Payne turned Roy around and showed off his plugs.
“I am so lost right now,” Roy said.
“Another of the august and richly compensated Armor Corps.” The Marine leaned against a case and crossed his arms over his chest. “I take it he’s the one paying.”
“Paying for what?” Roy asked.
“We’ll get you back once we’re home,” Digger said to him. “Mouth. Shut.”
“What’ve you got?” Payne asked.
“You’ve got the money, I’ve got the goods.” The Marine flipped up a case lid. “Welcome to Standish Liquors, best selection this side of the International Date Line.” He reached inside and held up two bottles of clear liquid, the labels covered in Chinese symbols. “Got Maotai standard—ignore the Chi-com ration trackers. The Commies aren’t looking for these bottles anymore. Wanjiu Wang…I’m pretty sure the snake’s plastic. Changyu special fine brandy.”
“We don’t drink that,” Digger said. “What else?”
“Wait…” Roy’s brows furrowed. “Is that—”
Digger stepped on his foot.
“Brem!” Standish picked up a tear-shaped bottle of amber booze and brushed dust off it. “Indonesia’s finest spirit. Truly delicious stuff, my personal favorite. Found in the remains of a resort on Bali. Don’t ask what I was doing there. I could tell you, but then I’d have to…you know. Two for the price of one to get you started. How many you want?”
“Brem is rice wine,” Digger said. “Sake. Shit sake at that. What’re you trying to pull over on us? What else you got?”
“Picky, picky.” Standish put the bottle back and shook his head. “No Fosters. Sorry. Can’t keep that stuff cold out here.”
“Australians don’t drink that garbage,” Payne said.
“But I thought it was Australian for…” Standish shrugged and rubbed his hands together. “I can dip into my special reserve, but it comes at a premium.”
“Show me,” Digger
said.
Standish put a thumb to a reader on another case and Roy frowned as it popped open with a hiss. That sort of security measure wasn’t used on Atlantic Union logistics.
Standish held up a small bottle the size of his hand.
“From the green hills of Tennessee,” he said. “Endorsed by the patron saint of Las Vegas, Frank Sinatra. I have eight ounces of whiskey for—”
“We’ll take it,” Digger said. “How much?”
Standish smiled and pulled a small tablet from a pocket and tapped on the screen, then flashed a number to the three of them.
“Holy…” Roy’s jaw dropped. “That’s more than I make in—” Payne put a hand over his mouth.
“In the spirit of our new alliance,” Digger said, sounding like the words tasted bitter in her mouth, “give us mate’s rates.”
“What now?” Standish raised an eyebrow.
Roy pulled his face free of Payne and said, “Welcome to my world.”
“Can you do a bit better?” Digger rubbed the tattoo on her face.

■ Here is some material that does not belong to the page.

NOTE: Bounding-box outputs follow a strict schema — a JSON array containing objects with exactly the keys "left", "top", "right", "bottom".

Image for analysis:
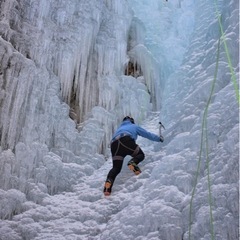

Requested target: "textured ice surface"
[{"left": 0, "top": 0, "right": 239, "bottom": 240}]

“Tell you what…” Standish reached into a pocket and pulled out a small blister pack of pills. “Chasers. But you Down Under types call them So-bies. Guaranteed to clear your bloodstream of any alcohol in two minutes flat. Minor side effects. Great for getting back on duty lickety-split and avoiding court martials. I’ll throw those in for free.”

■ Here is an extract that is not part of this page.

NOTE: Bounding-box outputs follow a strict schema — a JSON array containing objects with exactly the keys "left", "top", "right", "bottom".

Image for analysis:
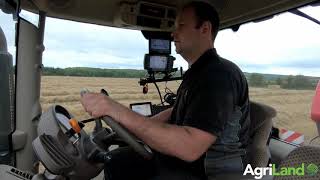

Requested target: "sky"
[{"left": 0, "top": 7, "right": 320, "bottom": 77}]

“Fine. Roy, pay the man.” Digger clapped her hands.
Payne grabbed the American by the elbow and stuck his hand out. Standish slapped the tablet against his palm and it dinged.
“Money routes through a number of shells I have set up,” Standish said. “You’ll see a number of small charges adding up to the total, all with ‘S-L’ in the company name. Don’t try and dispute the charges. The companies cycle in and out of business every little while, so you’ll never get it back.”
“But how do I know you won’t—” Roy snatched his hand back from the screen as Digger stepped on his foot again. “Ow! Quit it.”
“Every good business runs on word of mouth and repeat customers.” Standish handed over the whisky to Digger. “Just be smart about who you share it with. If I have to dump my stock because there’s heat on me, it’ll get more expensive for everyone down the line. Get me?”